豊かな自然に囲まれた君ヶ野ダムの麓。雲出川と、その支流・八手俣川の合流地点付近に竹原水力発電所はひっそりと立地している。JR名松線伊勢竹原駅の南付近の鉄橋辺りを通過する際に車窓からも建屋が見えるが、多くの人が何か気付かずに通り過ぎていることだろう。
明治30年(1897)に三重県県下で初の電気事業を行ったのは津電灯で、すぐに県内各地で電力会社が立ち上げられた。三重県は全国的にもかなり早い段階で水力発電が開始されており、明治32年(1899)に新宮水電が鮒田発電所で発電を開始。次々と県南部を中心に水力発電施設が運転を始めており、大正時代に最盛期を迎える。雲出川では、現在の津市美杉町八知に大正6年(1917年)に大勢水力電気が神河発電所で事業を開始(昭和6年に廃止)、同じく大勢水力電気が認可を受け、同社を合併した北勢電気が大正11年(1922年)10月に完成させたのが「竹原水力発電所」。運転開始は翌1月で100年の節目を迎える。現在は中部電力㈱の三重水力センターが運転及び管理している。県内で現在稼働している水力発電所の中では5番目に古い。

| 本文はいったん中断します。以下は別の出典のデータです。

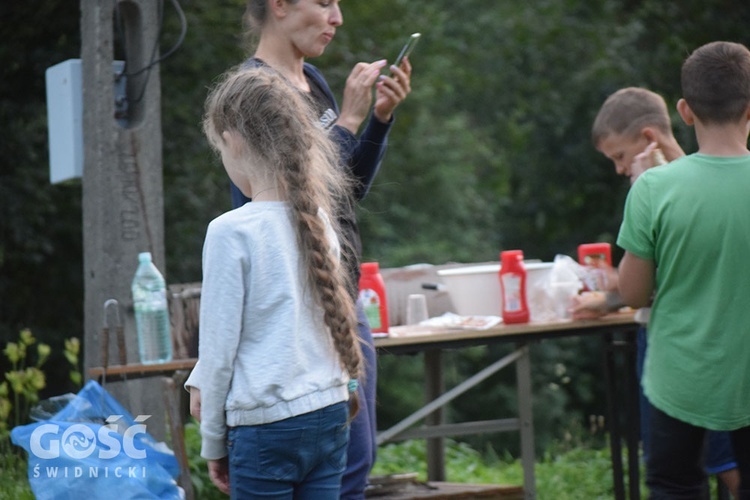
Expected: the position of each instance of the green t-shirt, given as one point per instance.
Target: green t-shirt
(692, 218)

竹原水力発電所の発電出力は760kWで約1600世帯分の電力をまかなえる。形式は水路式で、日本の水力発電所に多く使われているフランシス水車を発電に使用している。取水口は、八手俣川の君ヶ野ダム付近にあると勘違いされがちだが、実際は更にその上流にある。取水口から3つの水路橋を経た水路の全長は約3・4㎞。水は発電所背後の山の斜面を下り発電所内に流れ込む。発電の有効落差は83mとなっている。森林セラピーの高束山コースで通る向谷水路橋は建築物としても非常に趣き深いので一見の価値あり。
100年の間に無人化したり、建物を建て替えたり、水車の改造などは行われてきたが水路のルートはほぼ当初のまま。 現代では、地球温暖化対策の温室効果ガス排出抑制のために、太陽光や風力など再生可能エネルギーを用いた発電法が普及しているが、自然と調和する形で100年にわたり、小規模だが電力を安定供給してきた竹原水力発電所は21世紀のキーワード〝持続可能〟の好例といえる。
大正、昭和、平成、令和と時代を乗り越えてきた発電所は、また次の時代に向けて動きだす。